Our day ended breaking bread with Lawdon and Tiffany and their two wonderful girls, our fellow traffic-caught friends from the mountains who had invited us into their home for dinner. Theirs is a wonderful and generous family, real and genuine, and they instantly made their home feel like our home. Capping it all off, Lawdon offered to follow us to our campsite, dropping me and the kids off so that he could then follow Marley all the way across Denver to the airport to drop off our rental car and then bring her back to the RV. We tried to talk him out of it, but out of the pure generosity of his heart, he insisted, adding hours to his night but also richness to our fellowship.
There is a danger in deconstructing a remarkable day into its component parts. Inevitably dissection kills and I worry that I may have done that here. The thing is, Sunday wasn’t a series of singular events but a woven whole, each strand interconnecting with the next. More like notes that together make a beautiful song. It’s hard to write about songs, but I hope I have been able to convey even just a little whisper of the melody.

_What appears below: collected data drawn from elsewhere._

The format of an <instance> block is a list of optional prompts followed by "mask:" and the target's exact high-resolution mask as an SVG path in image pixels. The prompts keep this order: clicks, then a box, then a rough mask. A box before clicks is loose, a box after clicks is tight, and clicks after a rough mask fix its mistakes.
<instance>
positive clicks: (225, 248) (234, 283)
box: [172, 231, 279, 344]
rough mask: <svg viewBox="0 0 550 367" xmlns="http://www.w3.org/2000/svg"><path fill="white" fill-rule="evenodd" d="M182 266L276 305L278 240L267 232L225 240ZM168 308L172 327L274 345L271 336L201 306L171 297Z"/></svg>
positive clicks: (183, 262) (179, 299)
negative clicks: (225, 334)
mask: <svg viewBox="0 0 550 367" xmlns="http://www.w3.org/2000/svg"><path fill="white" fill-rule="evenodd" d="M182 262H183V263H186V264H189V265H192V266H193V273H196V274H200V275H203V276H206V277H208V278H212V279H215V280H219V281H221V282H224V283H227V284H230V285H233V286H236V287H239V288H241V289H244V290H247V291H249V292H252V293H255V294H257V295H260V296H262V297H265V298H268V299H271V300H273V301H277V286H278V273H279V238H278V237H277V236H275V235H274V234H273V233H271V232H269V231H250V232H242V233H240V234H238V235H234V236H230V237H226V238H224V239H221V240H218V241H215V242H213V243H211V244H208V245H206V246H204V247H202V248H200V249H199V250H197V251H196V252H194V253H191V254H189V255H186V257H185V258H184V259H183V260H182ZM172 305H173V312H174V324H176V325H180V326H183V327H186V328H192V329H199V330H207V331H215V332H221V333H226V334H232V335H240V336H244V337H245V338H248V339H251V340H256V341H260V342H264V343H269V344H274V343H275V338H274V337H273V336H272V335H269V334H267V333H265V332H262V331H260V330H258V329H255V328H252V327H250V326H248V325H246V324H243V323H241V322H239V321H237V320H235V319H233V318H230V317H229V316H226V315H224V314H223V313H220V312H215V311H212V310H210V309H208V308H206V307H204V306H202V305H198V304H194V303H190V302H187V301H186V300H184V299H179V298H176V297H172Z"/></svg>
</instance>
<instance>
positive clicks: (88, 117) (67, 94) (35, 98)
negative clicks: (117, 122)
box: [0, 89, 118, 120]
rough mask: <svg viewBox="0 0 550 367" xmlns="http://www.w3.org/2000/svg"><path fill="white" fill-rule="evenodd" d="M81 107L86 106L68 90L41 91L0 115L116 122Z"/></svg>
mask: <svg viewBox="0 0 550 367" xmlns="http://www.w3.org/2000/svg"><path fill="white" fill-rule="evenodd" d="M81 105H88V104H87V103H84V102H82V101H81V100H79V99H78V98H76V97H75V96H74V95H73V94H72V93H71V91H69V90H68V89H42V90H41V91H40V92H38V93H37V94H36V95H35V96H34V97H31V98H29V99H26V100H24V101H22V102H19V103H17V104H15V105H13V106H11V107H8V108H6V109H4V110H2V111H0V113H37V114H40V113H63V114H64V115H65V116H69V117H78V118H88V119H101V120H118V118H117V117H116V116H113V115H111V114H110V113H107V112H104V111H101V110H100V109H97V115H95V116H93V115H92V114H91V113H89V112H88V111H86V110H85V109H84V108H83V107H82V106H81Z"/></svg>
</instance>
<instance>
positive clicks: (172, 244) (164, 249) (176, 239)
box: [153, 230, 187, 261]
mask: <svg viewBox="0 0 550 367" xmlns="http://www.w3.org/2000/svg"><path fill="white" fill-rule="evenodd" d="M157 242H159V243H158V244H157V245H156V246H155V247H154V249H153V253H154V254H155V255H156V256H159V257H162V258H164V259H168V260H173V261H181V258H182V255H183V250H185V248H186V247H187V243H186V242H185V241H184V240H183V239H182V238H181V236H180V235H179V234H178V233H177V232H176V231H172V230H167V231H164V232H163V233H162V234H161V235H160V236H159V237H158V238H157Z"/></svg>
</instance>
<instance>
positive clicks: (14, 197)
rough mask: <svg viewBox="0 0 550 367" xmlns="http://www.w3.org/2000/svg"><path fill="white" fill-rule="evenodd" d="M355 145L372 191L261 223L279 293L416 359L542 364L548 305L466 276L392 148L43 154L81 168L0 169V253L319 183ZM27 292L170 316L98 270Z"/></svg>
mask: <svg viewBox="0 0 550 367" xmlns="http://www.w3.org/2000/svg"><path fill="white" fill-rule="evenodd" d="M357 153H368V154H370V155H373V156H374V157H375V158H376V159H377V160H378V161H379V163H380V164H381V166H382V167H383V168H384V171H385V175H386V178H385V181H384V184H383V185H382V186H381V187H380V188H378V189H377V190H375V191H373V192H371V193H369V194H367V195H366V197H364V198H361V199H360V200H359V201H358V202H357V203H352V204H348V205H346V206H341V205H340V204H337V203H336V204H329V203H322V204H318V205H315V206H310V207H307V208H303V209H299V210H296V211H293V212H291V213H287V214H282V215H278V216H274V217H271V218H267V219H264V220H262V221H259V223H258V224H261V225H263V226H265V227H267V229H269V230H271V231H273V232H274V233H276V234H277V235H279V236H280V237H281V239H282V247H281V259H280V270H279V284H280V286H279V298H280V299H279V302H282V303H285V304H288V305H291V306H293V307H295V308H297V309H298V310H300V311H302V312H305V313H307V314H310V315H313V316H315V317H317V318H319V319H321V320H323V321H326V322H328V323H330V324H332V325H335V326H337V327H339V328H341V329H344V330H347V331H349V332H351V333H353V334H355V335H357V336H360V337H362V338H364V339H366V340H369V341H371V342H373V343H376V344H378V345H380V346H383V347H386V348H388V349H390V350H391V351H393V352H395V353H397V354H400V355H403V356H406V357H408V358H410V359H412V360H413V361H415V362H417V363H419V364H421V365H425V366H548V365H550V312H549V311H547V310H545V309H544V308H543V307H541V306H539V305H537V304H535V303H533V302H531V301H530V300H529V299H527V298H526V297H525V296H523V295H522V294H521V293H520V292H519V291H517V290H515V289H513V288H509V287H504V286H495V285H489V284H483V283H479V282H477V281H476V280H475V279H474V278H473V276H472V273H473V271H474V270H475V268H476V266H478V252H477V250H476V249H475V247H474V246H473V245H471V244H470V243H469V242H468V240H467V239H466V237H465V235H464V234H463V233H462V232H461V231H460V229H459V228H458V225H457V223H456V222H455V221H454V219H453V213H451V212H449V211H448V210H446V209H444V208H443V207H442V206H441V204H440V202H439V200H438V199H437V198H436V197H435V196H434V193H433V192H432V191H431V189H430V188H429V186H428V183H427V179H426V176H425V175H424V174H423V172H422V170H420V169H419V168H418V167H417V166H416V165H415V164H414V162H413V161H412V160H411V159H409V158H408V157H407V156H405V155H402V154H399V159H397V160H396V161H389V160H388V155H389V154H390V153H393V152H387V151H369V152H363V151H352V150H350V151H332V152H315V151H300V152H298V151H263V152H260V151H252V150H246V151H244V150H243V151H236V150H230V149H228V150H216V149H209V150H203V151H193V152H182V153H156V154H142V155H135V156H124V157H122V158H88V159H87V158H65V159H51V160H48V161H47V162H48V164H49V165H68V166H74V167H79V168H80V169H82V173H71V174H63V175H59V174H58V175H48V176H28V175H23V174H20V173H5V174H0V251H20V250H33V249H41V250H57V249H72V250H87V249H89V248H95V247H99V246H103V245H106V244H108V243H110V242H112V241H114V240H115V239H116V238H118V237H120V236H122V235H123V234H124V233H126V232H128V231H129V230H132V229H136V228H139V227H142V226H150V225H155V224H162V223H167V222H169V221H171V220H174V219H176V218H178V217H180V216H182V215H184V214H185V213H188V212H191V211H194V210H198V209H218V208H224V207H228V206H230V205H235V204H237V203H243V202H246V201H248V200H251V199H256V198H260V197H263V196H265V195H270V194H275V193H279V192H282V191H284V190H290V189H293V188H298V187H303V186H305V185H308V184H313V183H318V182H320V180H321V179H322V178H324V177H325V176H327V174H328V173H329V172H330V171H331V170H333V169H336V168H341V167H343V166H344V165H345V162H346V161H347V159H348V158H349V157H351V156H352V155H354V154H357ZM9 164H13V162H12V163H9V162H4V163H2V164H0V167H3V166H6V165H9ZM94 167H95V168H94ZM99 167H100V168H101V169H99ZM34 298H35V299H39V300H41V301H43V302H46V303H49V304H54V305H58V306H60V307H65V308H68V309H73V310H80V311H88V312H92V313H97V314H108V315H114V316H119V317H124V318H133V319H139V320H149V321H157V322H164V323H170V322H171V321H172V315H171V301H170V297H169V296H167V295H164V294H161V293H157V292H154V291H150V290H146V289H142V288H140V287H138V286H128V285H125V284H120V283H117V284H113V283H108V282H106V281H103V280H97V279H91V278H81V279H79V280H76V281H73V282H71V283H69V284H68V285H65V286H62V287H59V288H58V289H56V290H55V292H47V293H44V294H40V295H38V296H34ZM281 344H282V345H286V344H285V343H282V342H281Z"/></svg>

We begin the last leg of our journey to the West Coast today, already deep inside Oregon. We should be in Seattle by this afternoon.
1 comment:
Maybe there is a reason for everything. That what you have described was a lesson of the spirit. That maybe next time you come across a soul descending into a spiral of sadness, whose life has found itself floundering from a cataclysmic loss, filling every breath with insufferable sorrow, maybe then, as a stranger, as a friend, you will find a way to reach into the madness and light up the good that makes it all worthwhile. Then, in a quiet moment, you will look into the night and wonder why your paths' crossed. This is why.